Fuzz testing (fuzzing) is a well-known method for exposing bugs/vulnerabilities in software systems. Popular fuzzers, such as AFL, use a biased random search over the domain of program inputs, where 100s or 1000s of inputs (test cases) are executed per second in order to expose bugs. If a bug is discovered, it can either be fixed manually by the developer or fixed automatically using an Automated Program Repair (APR) tool. Like fuzzing, many existing APR tools are search-based, but over the domain of patches rather than inputs. In this paper, we propose search-based program repair as patch-level fuzzing. The basic idea is to adapt a fuzzer (AFL) to fuzz over the patch space rather than the input space. Thus we use a patch-space fuzzer to explore a patch space, while using a traditional input level fuzzer to rule out patch candidates and help in patch selection. To improve the throughput, we propose a compilation-free patch validation methodology, where we execute the original (unpatched) program natively, then selectively interpret only the specific patched statements and expressions. Since this avoids (re)compilation, we show that compilation-free patch validation can achieve a similar throughput as input-level fuzzing (100s or 1000s of execs/sec). We show that patch-level fuzzing and input-level fuzzing can be combined, for a co-exploration of both spaces in order to find better quality patches. Such a collaboration between input-level fuzzing and patch-level fuzzing is then employed to search over candidate fix locations, as well as patch candidates in each fix location.
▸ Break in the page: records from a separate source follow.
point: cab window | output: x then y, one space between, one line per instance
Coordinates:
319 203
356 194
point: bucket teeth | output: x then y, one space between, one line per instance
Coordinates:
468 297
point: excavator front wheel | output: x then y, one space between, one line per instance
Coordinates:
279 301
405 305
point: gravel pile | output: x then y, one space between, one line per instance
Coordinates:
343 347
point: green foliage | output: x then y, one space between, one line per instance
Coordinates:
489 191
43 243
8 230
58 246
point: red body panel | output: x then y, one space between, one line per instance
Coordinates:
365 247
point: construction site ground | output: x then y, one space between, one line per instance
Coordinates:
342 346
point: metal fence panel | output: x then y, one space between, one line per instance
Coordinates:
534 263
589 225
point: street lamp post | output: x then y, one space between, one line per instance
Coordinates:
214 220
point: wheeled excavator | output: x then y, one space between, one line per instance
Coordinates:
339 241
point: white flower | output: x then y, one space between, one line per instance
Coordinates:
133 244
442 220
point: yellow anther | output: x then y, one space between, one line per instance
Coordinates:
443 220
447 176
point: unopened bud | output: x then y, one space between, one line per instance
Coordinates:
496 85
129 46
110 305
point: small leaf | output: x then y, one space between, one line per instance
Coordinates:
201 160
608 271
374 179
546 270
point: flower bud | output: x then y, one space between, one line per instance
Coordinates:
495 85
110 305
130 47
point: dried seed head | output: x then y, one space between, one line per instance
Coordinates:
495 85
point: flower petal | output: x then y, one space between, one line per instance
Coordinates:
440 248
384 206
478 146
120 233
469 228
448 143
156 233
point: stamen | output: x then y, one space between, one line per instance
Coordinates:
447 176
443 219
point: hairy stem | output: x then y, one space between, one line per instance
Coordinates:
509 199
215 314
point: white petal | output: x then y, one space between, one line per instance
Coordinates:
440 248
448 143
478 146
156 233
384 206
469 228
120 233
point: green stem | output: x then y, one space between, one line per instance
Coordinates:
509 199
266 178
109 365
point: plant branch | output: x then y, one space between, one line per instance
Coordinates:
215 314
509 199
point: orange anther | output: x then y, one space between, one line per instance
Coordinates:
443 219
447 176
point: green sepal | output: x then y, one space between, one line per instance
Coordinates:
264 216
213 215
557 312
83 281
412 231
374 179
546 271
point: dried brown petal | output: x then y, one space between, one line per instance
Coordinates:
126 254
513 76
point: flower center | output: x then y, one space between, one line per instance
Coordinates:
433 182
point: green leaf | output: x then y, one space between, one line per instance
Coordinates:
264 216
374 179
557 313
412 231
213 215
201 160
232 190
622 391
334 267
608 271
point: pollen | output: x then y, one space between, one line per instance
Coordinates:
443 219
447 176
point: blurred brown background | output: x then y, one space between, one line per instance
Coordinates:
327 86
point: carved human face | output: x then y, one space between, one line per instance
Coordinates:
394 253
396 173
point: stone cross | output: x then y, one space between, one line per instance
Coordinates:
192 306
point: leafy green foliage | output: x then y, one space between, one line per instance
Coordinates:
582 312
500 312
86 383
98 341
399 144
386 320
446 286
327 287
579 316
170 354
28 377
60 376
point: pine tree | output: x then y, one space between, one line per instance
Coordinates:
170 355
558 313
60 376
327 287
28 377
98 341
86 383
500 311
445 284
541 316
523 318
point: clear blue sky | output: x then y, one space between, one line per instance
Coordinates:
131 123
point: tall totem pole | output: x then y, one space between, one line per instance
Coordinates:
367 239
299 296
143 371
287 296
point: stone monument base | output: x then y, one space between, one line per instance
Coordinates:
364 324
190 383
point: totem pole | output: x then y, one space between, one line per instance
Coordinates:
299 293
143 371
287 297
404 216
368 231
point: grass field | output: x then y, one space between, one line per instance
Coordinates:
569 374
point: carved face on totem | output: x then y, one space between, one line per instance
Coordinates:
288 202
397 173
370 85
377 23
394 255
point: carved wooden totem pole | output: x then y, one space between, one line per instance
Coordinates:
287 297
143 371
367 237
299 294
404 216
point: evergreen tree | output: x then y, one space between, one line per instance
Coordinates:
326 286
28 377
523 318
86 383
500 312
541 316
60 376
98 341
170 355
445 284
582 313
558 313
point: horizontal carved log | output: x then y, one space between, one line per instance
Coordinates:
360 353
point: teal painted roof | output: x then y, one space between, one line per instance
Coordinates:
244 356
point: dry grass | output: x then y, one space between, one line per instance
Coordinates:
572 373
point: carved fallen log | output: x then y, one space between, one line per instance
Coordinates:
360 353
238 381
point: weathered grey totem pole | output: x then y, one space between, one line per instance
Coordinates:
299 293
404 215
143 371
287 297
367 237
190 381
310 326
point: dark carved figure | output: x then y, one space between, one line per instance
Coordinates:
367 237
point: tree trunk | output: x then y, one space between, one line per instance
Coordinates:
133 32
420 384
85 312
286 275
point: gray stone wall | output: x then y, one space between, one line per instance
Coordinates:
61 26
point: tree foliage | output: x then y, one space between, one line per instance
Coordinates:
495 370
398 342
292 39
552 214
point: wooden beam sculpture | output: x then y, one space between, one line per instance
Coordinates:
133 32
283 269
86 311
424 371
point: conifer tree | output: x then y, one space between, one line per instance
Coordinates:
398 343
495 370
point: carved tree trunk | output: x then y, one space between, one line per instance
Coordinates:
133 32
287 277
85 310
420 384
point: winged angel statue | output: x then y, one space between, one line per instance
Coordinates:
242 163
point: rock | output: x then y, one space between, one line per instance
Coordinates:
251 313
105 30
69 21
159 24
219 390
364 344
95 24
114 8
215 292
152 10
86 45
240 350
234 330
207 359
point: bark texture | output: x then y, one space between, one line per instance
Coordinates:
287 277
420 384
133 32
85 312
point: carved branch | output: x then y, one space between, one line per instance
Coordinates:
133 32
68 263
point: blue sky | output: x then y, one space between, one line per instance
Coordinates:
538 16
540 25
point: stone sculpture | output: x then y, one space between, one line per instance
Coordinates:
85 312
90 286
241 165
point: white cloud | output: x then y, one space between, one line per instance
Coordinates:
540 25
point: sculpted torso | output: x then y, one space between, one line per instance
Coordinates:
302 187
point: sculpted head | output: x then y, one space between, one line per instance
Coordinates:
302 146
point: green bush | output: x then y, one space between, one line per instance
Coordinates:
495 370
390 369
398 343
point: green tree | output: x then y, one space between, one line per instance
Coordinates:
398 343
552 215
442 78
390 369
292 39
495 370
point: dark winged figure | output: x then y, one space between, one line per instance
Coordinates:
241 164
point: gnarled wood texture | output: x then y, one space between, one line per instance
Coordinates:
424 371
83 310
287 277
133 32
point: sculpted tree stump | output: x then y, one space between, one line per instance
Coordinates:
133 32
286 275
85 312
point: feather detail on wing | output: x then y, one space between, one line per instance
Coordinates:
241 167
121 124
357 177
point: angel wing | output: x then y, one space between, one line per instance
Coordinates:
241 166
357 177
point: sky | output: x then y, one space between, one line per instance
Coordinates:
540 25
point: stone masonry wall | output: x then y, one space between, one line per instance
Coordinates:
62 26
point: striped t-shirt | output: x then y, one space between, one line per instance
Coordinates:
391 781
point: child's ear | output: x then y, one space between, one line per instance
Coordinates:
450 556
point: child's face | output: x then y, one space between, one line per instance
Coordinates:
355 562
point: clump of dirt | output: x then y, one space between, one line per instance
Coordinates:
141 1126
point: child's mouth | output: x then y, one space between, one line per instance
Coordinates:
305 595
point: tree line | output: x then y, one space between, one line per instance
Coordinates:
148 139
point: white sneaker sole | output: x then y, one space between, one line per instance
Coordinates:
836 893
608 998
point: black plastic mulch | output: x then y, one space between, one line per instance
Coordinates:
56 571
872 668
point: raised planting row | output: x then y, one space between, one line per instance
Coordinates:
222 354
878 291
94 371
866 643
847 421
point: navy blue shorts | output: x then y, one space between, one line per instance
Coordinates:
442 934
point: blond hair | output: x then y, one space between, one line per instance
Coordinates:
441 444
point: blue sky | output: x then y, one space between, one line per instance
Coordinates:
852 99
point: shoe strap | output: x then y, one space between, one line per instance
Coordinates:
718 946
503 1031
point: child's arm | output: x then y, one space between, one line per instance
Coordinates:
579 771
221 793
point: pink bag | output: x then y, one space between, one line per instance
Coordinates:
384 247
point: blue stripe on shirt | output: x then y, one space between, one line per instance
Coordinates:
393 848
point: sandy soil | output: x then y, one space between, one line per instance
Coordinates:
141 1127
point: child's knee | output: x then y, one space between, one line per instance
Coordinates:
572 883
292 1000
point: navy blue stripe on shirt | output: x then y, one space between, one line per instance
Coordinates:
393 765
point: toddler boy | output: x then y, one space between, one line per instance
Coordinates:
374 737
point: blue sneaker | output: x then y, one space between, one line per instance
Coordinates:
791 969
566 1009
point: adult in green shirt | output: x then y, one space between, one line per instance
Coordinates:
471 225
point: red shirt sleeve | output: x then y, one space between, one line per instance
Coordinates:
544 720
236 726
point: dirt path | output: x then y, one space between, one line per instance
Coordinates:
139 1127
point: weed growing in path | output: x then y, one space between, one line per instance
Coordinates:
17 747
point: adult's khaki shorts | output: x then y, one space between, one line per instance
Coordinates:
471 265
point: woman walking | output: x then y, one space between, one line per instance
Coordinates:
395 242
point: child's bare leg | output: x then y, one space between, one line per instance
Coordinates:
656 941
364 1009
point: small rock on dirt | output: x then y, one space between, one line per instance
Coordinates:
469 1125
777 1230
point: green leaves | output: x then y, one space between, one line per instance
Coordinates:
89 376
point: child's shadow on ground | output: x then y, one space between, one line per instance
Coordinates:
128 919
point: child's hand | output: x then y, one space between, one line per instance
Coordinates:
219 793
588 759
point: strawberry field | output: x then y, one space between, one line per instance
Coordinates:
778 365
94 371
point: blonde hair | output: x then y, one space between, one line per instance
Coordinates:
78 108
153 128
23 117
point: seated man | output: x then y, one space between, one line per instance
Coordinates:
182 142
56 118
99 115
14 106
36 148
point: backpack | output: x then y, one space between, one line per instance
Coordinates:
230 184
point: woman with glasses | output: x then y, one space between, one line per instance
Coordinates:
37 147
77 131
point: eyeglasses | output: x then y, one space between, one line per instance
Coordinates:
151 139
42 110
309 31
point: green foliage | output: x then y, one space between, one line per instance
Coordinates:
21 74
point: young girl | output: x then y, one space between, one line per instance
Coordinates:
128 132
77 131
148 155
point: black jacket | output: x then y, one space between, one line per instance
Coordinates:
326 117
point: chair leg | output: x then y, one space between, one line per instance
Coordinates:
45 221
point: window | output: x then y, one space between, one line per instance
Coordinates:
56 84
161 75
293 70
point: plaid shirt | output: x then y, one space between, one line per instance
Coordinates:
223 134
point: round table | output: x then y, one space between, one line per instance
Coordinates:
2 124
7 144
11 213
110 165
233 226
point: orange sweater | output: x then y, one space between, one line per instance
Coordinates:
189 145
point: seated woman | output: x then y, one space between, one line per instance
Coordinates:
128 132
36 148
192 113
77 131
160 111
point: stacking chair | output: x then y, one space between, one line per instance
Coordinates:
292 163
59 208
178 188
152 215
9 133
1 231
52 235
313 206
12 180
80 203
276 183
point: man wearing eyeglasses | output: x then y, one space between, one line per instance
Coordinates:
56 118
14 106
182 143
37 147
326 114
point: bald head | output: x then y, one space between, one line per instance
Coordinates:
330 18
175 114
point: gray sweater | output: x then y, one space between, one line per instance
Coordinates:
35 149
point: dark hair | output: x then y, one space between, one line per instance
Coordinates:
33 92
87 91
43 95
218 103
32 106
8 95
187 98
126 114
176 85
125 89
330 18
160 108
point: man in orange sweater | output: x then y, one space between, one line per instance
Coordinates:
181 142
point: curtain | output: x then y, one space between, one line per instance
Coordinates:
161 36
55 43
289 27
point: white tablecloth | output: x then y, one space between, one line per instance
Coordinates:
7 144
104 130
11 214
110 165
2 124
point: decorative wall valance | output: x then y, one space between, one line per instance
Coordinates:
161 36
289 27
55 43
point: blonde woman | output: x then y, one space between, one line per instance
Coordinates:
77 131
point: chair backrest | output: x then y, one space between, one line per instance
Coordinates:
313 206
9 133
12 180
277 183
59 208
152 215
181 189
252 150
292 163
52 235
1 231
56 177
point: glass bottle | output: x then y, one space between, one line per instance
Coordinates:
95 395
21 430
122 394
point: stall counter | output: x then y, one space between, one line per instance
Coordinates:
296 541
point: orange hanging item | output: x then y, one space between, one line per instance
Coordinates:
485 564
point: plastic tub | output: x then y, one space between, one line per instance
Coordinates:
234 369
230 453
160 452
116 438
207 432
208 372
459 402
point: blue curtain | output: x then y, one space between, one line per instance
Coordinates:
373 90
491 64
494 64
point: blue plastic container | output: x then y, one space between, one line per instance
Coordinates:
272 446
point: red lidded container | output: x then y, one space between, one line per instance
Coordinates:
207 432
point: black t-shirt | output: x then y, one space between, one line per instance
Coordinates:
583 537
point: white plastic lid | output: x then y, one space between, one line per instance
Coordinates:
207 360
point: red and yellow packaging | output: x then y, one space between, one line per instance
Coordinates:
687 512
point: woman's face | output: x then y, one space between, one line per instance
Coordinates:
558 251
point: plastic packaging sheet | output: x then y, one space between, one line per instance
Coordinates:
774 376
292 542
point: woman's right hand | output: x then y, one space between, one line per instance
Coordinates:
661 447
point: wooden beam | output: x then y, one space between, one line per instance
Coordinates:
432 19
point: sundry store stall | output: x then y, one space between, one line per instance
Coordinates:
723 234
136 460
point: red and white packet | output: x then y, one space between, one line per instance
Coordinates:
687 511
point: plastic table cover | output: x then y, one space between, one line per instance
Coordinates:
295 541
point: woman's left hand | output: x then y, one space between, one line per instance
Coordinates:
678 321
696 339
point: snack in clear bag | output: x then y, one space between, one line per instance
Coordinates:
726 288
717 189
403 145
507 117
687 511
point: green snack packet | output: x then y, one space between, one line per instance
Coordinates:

翻译：模糊测试（fuzzing）是一种公认的暴露软件系统缺陷/漏洞的方法。流行的模糊测试工具（如AFL）在程序输入空间中进行有偏随机搜索，每秒执行数百或数千个输入（测试用例）以暴露缺陷。若发现缺陷，可由开发人员手动修复，或借助自动程序修复（APR）工具自动修复。与模糊测试类似，许多现有APR工具采用基于搜索的方法，但搜索空间是补丁空间而非输入空间。本文提出将基于搜索的程序修复视为补丁级模糊测试。基本思路是将模糊测试工具（AFL）适配为在补丁空间而非输入空间进行模糊测试：通过补丁空间模糊器探索补丁空间，同时利用传统输入级模糊测试排除候选补丁并辅助补丁选择。为提升吞吐量，我们提出无编译的补丁验证方法——原生执行原始（未修补）程序，仅选择性解释执行被补丁修改的特定语句和表达式。由于避免（重新）编译，实验表明无编译补丁验证可实现与输入级模糊测试相当的吞吐量（每秒数百或数千次执行）。我们证明补丁级模糊测试与输入级模糊测试可联合进行，通过协同探索两个空间以发现更高质量的补丁。这种输入级与补丁级模糊测试的协作机制，被用于搜索候选修复位置及各修复位置中的候选补丁。